Affaire Nethys: François Fornieri et Pierre Meyers sont libérés sous conditions, le parquet ne fait pas appel

La chambre du conseil du tribunal correctionnel de Liège vient d'ordonner la libération de François Fornieri et de Pierre Meyers, une libération sous conditions.

Une décision prise après trois heures de délibéré, suite à deux heures de débats autour du dossier Nethys. Une décision prise alors que le parquet du procureur a réclamé le maintien sous les barreaux. Son office, en début de soirée, a néanmoins décidé de ne pas interjeter appel. Ce qui signifie qu'il n'existe virtuellement plus de titre de détention. Une sorite de prison dès cette soirée est cependant compromise: il faut respecter des procédures de transmissions d'actes officiels. 

A la sortie de l'audience, les avocats avaient salué le long rapport du juge d’instruction, qualifié d'objectif.

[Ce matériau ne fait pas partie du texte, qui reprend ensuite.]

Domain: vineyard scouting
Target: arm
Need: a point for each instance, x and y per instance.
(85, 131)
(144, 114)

Des plaidoiries sur le fond et sur la forme

La chambre du conseil, c’est le nom l’instance qui doit, après cinq jours, prolonger ou non un mandat d’arrêt. Les prévenus contestent tous les deux les détournements dont ils sont accusés. Ce matin, les avocats ont plaidé sur le fond du dossier, sur la légalité des "indemnités de rétention", mais également sur la forme. C’est qu’une détention préventive, ça ne se décide pas à la légère. Il faut, en droit belge, remplir des conditions.


►►► Quelles sont les conditions requises pour la privation de liberté avant jugement ?


Il faut qu’il y ait risque de fuite, de récidive, ou de déperdition des preuves. Ou alors un danger pour la sécurité publique. Ce n’est pas une notion très clairement définie. C’est pourtant ce qui est invoqué par le juge d’instruction dans le dossier Nethys. Textuellement, il se défend de "crier avec les loups" ou de "surveiller les réseaux sociaux", mais il considère que les prévenus ont porté atteinte à la conscience sociale, et que leurs actes suscitent une réprobation durable.

Une façon d’utiliser les remous dans l’opinion et dans la presse pour imposer une privation de liberté, qui, pour plusieurs pénalistes, est une interprétation vraiment très large du Code pénal. C’est vraisemblablement un argument de plaidoirie qui, à huis clos, a dû être développé.